Ultra-high-performance liquid chromatography–high-resolution mass spectrometry profiling

Ultra-high-performance liquid chromatography–high-resolution mass spectrometry (UHPLC–HRMS) analysis of the phenolic compounds of flower, leaf or root extracts was performed as previously reported (Chervin et al. 2017) with a UHPLC-LTQ Orbitrap XL instrument (Ultimate 3000, Thermo Fisher Scientific, Hemel Hempstead, UK) and a Acquity UPLC BEH C18 column (100 × 2.1 mm i.d., 1.7 μm, Waters, MA, USA) equipped with a guard column. The mobile phase A (MPA) was water with 0.1 % formic acid (FA) and mobile phase B (MPB) was acetonitrile with 0.1 % FA. The solvent gradient was as follows: 0 min, 95 % MPA; 0.5 min, 95 % MPA; 12 min, 5 % MPA; 15 min, 5 % MPA; 15.5 min, 95 % MPA; and 19 min, 95 % MPA. The flow rate was 0.3 mL min−1, the column temperature was set to 40 °C and injection volume fixed to 2 μL. Mass detection was performed using an electrospray source (electrospray ionization technique) in negative ionization modes. The mass scanning range was m/z 100–2000 Da. Each full MS scan was followed by data-dependent tandem mass spectrometry (MS/MS) on the three most intense peaks.

Data files were processed with MS-DIAL version 3.08 (Tsugawa et al. 2015) with optimized detection threshold set to 3 × 105. Annotation of main features was processed with MS-FINDER version 3.04 (Tsugawa et al. 2016) using an in-house Viola database based on matches within the Dictionary of Natural Products (DNP, CRC Press, version 25:2). Results afforded several candidates and they were ranked according to their similarity score based on comparison between experimental MS/MS fragments and in silico spectra of candidates.

Microscopy

For optical microscopy, 150- to 200-µm sections of fresh samples were made using a vibratome (VT1000S, Leica, Rueil-Malmaison, France), mounted on a glass slide in a drop of distilled water and observed using either a fluorescent macroscope (AxioZoom V16, Zeiss, Germany) or an inverted microscope (DMIRBE, Leica, Germany) with a CCD camera (MC190HD, Leica, Germany). Plant fluorescent tissue imprints were observed with epifluorescence using different excitation ranges: UV (excitation filter BP 340–380 nm, emission filter LP 425 nm), blue (excitation filter BP 450–490 nm, emission filter LP 515 nm) and green (excitation filter BP 515–560 nm, emission filter LP 590 nm). Observations were made on 10 different leaves, roots and petals from two plants.
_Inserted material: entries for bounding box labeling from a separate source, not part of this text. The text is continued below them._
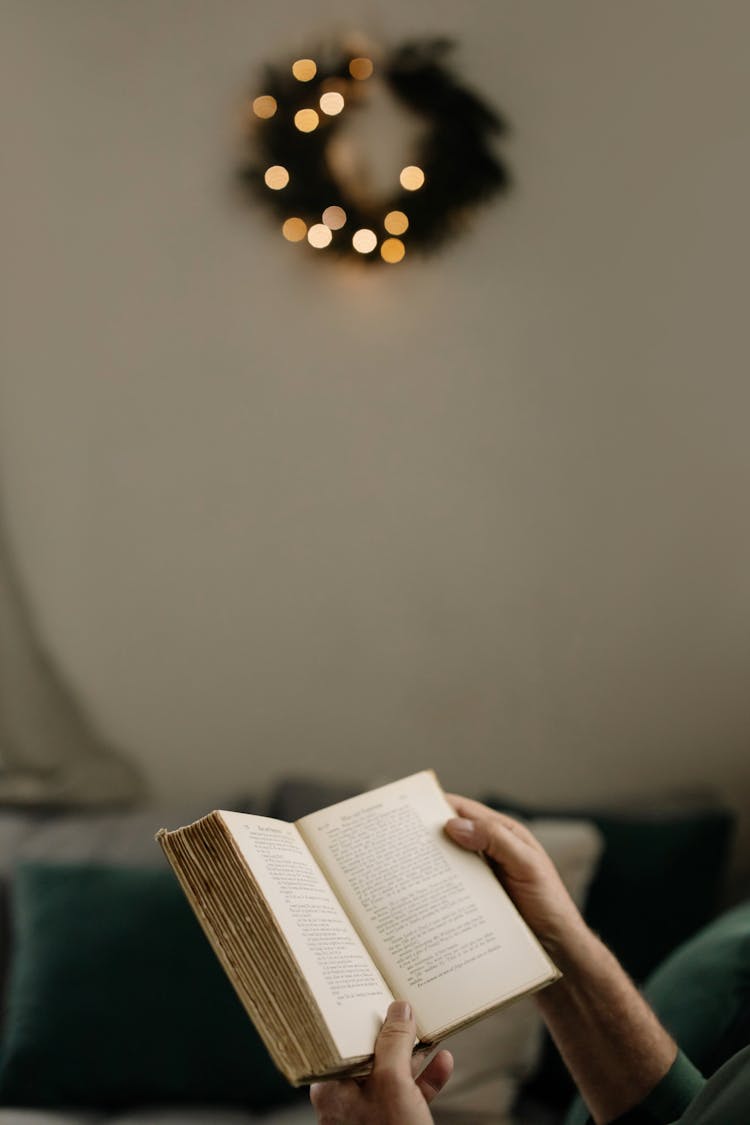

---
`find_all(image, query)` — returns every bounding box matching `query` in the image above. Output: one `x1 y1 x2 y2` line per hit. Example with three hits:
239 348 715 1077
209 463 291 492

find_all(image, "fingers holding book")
445 793 587 956
310 1000 453 1125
Confocal images were acquired with a confocal laser scanning microscope (CLSM; TCS SP8, Leica, Germany) using 405 and 561 nm diode lasers, with the emitted autofluorescence collected in the range of 420–600 and 650–720 nm, respectively. Images were acquired in the z dimension and 3D reconstructions were carried out using 3D Leica software. Emission spectra of intact cells and extracts were collected using the spectral module of the Leica SP2 scanning head. The 405-diode laser was used for excitation and spectra were collected in the range of 415–780 nm with a 10-nm band pass. Emission spectra (N = 20–30) were acquired for 10–15 cells per tissue types from two plants or from extracts made at least from three biological repeats.

Results

Visualization of autofluorescence within the different plant parts of Viola

In order to characterize the Parma violet Viola alba subsp. dehnhardtii, intact and/or transverse sections of the leaf blade, petal and root were examined (Fig. 2A–Q). Upon excitation in the UV range (340–380 nm), the fluorescence emitted (425 nm) by the adaxial (upper) surface of the leaf blade exhibited an intense fluorescence in the red range interspersed with the deep blue fluorescence of the midrib and the veins (Fig. 2A). This blue fluorescence was also detected at the distal part of the midrib (open arrow) and under the form of small outgrowths at each tooth of the dentate blade (solid arrows). Examined at higher magnification, these outgrowths resemble glandular structures in bright field (Fig. 2B), which emit blue (Fig. 2C) or yellow (Fig. 2D) fluorescence upon excitation in the UV (340380 nm) or blue (450–490 nm) range.

Figure 2.

Figure 2.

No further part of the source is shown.